Méthode : diviser le domaine de panne
Structurer un diagnostic réseau en isolant méthodiquement la couche fautive avant d'agir.
À retenir
- Diviser le domaine de panne par dichotomie évite les tests au hasard.
- Le modèle OSI structure le diagnostic couche par couche, sans en sauter aucune.
- traceroute isole les frontières de responsabilité mais ne prouve pas seul la cause.
- Documenter chaque test en temps réel accélère l'escalade et évite les répétitions.
Pourquoi diviser avant de dépanner
Face à une panne réseau, le réflexe naturel est de tester « au hasard » l'équipement le plus suspect. Cette approche fait perdre du temps et multiplie les changements non maîtrisés. La méthode professionnelle consiste à diviser le domaine de panne en deux, encore et encore, jusqu'à isoler le segment ou la couche responsable — une dichotomie proche de celle utilisée en dépannage logiciel.
Le modèle en couches comme guide
Le modèle OSI reste l'outil mental le plus efficace pour cadrer un incident :
- Couche 1 (physique) : câble débranché, port administrativement down, SFP défectueux, LED d'état.
- Couche 2 (liaison) : VLAN mal assigné, boucle, tempête de broadcast, erreurs CRC.
- Couche 3 (réseau) : routage absent, table de routage incohérente, ACL bloquante, MTU.
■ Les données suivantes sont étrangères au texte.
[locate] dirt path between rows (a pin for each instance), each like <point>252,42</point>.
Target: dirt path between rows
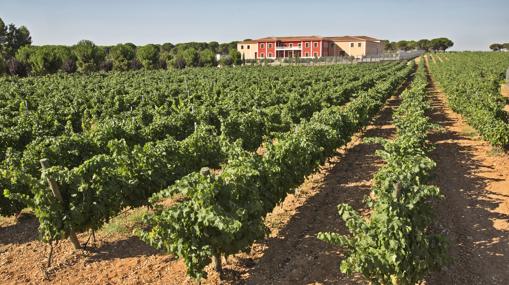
<point>295,255</point>
<point>475,211</point>
<point>290,255</point>
<point>504,90</point>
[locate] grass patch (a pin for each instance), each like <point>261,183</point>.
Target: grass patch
<point>468,131</point>
<point>125,223</point>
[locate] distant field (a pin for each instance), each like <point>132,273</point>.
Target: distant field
<point>203,164</point>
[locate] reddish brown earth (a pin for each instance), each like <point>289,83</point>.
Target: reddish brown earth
<point>474,215</point>
<point>290,254</point>
<point>475,211</point>
<point>504,90</point>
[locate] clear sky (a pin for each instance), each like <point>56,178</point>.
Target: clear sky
<point>472,25</point>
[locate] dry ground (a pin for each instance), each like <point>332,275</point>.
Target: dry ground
<point>474,215</point>
<point>475,212</point>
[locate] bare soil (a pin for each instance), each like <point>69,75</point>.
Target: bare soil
<point>504,90</point>
<point>291,253</point>
<point>474,214</point>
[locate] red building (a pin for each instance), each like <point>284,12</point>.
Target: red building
<point>310,47</point>
<point>285,47</point>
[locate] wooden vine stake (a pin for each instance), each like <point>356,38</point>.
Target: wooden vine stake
<point>53,185</point>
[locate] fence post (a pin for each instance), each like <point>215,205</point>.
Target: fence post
<point>507,77</point>
<point>56,193</point>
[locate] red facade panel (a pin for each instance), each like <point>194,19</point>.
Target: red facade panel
<point>266,49</point>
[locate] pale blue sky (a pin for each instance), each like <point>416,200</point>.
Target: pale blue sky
<point>472,25</point>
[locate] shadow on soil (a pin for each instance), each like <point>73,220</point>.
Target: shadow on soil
<point>480,252</point>
<point>296,256</point>
<point>25,230</point>
<point>125,248</point>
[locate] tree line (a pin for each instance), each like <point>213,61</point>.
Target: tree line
<point>437,44</point>
<point>499,47</point>
<point>19,57</point>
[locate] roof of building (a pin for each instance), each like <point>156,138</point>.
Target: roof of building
<point>353,38</point>
<point>248,42</point>
<point>290,38</point>
<point>312,38</point>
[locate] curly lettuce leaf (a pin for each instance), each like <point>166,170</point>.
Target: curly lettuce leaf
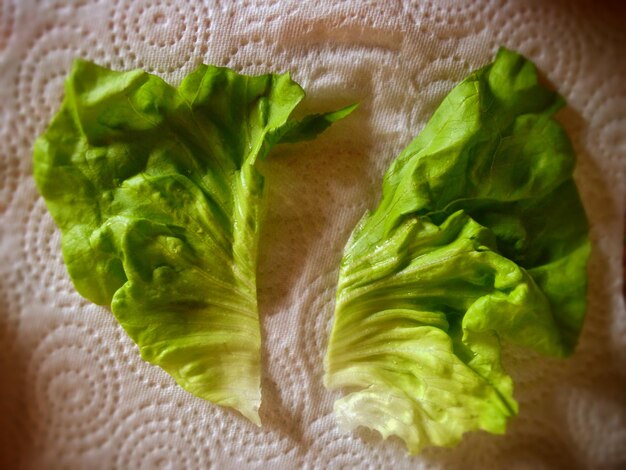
<point>157,195</point>
<point>480,236</point>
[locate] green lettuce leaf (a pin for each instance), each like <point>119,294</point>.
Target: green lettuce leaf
<point>480,236</point>
<point>158,198</point>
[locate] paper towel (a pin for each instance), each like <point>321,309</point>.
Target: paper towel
<point>75,393</point>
- Couche 4-7 : port applicatif fermé, certificat expiré, latence applicative.
Point clé
ne jamais sauter une couche. Un symptôme applicatif (timeout HTTP) peut avoir sa cause réelle en couche 1 (erreurs CRC qui dégradent silencieusement le débit utile).
Arbre de décision minimal
Le service est-il inaccessible pour TOUS les utilisateurs ?
├─ Oui → tester depuis le switch/routeur du service (couche 3 locale)
│ ├─ ping local OK → panne en amont (WAN, pare-feu, DNS)
│ └─ ping local KO → panne locale (câble, VLAN, port)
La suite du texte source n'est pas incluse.